Король уже надел домино, хотя и не накинул капюшон на голову. Его адъютант надевал свое.
— Как здорово! — воскликнула девушка. — Но, пожалуйста, помогите мне. Я ведь не знаю, как его надо носить.
— Тут нет ничего сложного! — пренебрежительно заметил король, словно она сказала какую-то глупость. — А вот маска. Анталь подыскал вам обшитую кружевами, она лучше скрывает лицо.
Зошина сообразила, что Анталем звали адъютанта, и бросила на него благодарный взгляд.
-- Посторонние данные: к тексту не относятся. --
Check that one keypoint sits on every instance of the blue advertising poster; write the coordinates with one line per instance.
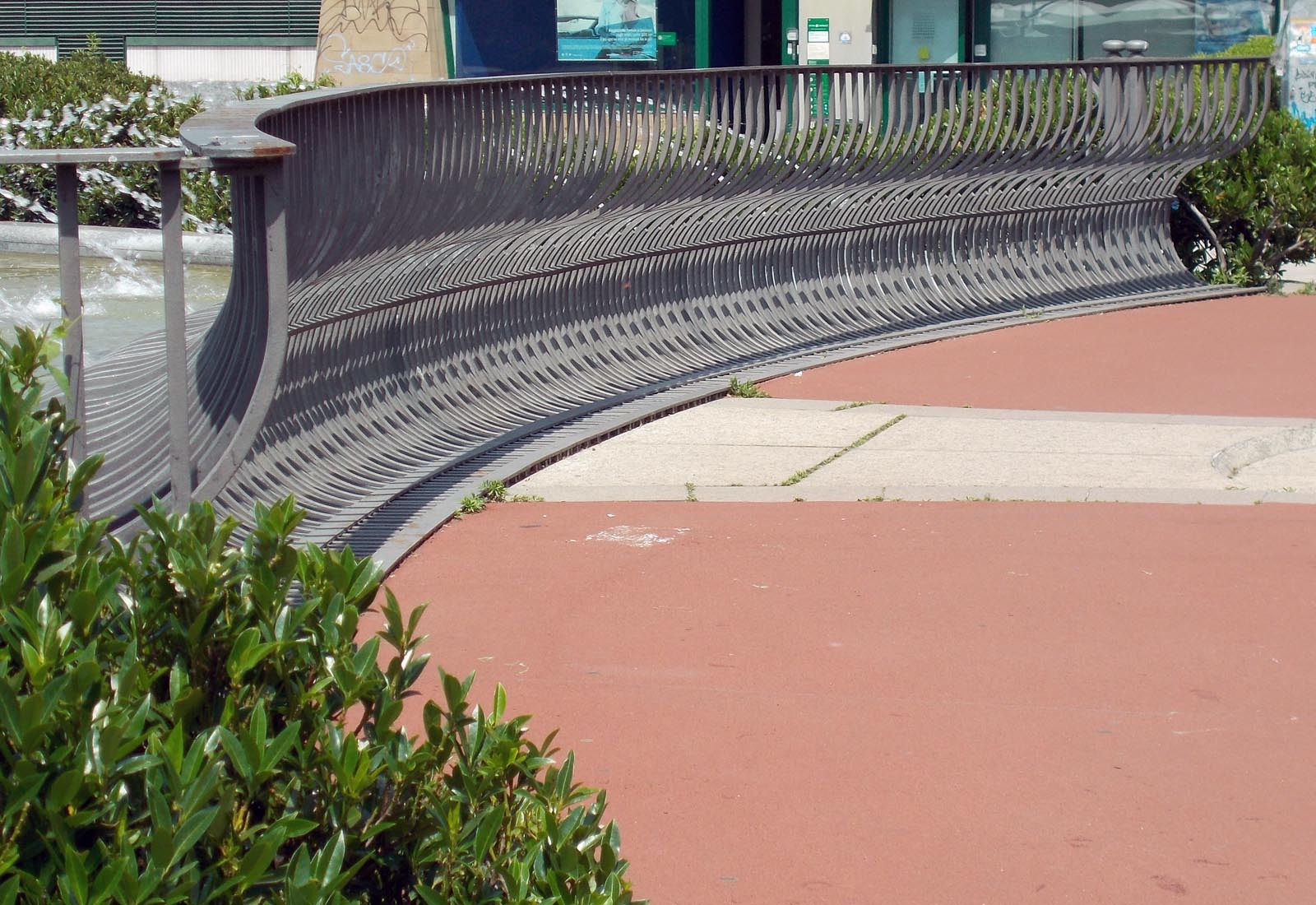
(607, 30)
(1221, 24)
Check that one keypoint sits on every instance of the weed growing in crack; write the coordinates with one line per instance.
(745, 390)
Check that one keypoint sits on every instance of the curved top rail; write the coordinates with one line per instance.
(234, 132)
(447, 268)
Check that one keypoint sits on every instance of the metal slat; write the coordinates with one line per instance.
(482, 275)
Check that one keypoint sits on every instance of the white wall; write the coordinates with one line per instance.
(221, 63)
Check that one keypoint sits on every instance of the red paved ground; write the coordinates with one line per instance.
(1249, 355)
(901, 703)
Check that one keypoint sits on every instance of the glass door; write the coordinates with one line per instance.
(925, 30)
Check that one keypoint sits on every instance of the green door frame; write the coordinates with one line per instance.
(702, 29)
(790, 19)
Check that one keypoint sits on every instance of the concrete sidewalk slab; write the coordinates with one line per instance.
(754, 450)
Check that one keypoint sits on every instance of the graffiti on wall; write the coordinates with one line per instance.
(375, 39)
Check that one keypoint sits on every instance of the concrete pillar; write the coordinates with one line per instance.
(381, 41)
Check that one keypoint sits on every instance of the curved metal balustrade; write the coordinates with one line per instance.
(428, 272)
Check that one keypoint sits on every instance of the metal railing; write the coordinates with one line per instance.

Тот уже надел карнавальный костюм, и теперь его совершенно невозможно было узнать.
Постепенно она начала избавляться от своих страхов.
Надев маску и натянув капюшон на голову, Зошина подумала, что их действительно будет трудно узнать среди остальных участников карнавала.
— Пора идти! — нетерпеливо приказал король. Теперь он шел впереди, Зошина за ним, а Анталь замыкал шествие.
Немного погодя они остановились у двери, которую открыл Анталь.
Дверь распахнулась тихо, не скрипнув, по-видимому, ее совсем недавно смазывали, и перед путниками открылся лестничный пролет.
Одной рукой Зошина приподняла подол платья, другую протянула королю.
— Пожалуйста, помогите мне, — попросила она. Он нехотя взял ее за руку и довольно бесцеремонно потянул вверх по ступенькам.
В тени деревьев стояла карета.
Король взобрался в нее, девушка поднялась за ним и села рядом, спиной к вознице. Анталь уселся напротив.
Карета, запряженная двумя лошадьми, тронулась, и король, откинувшись назад, со смехом спросил:
— Ну, вы все еще сомневаетесь в моих способностях покидать дворец, когда мне заблагорассудится? И ведь никто об этом и не догадывается!
— Вы так умно придумали воспользоваться выходом из подвала, сир!
— Запомните! Здесь нет никаких церемоний. Мои друзья называют меня Дьердь.
— Я… постараюсь.
— Он Анталь, — король махнул рукой в сторону адъютанта, — да и для вас лучше выбрать другое имя. «Зошина» — уж слишком необычно для Дьера. Это вызовет подозрения.
— Можно звать меня Магдой. Это тоже одно из моих имен.
— Подходяще, — не слишком любезно согласился король, — но, думаю, Маги будет не так помпезно.
Зошина подумала, что так ее имя будет звучать слишком простонародно, но возражать не решилась.
— Хорошо. Я стану откликаться на «Маги». А там будет много народу?
— Все мои друзья. Они небось не могут взять в толк, какого дьявола я опаздываю. Я еле дождался, когда эти болтуны прекратят бубнить! Клянусь, я обязательно запрещу все эти речи.
— И правильно, — подхватил Анталь. — Надо вообще издать закон, чтобы каждый, кто произнесет речь, тут же ссылался, хотя бы на год!
— Вот это мысль! — воскликнул король. — И чем скорее я издам такой закон, тем лучше!
— Но вам придется разрешить выступления в парламенте, — не удержалась Зошина.
— Если я не обязан буду слушать их, пусть болтают друг перед другом хоть до умопомрачения! — ответил король.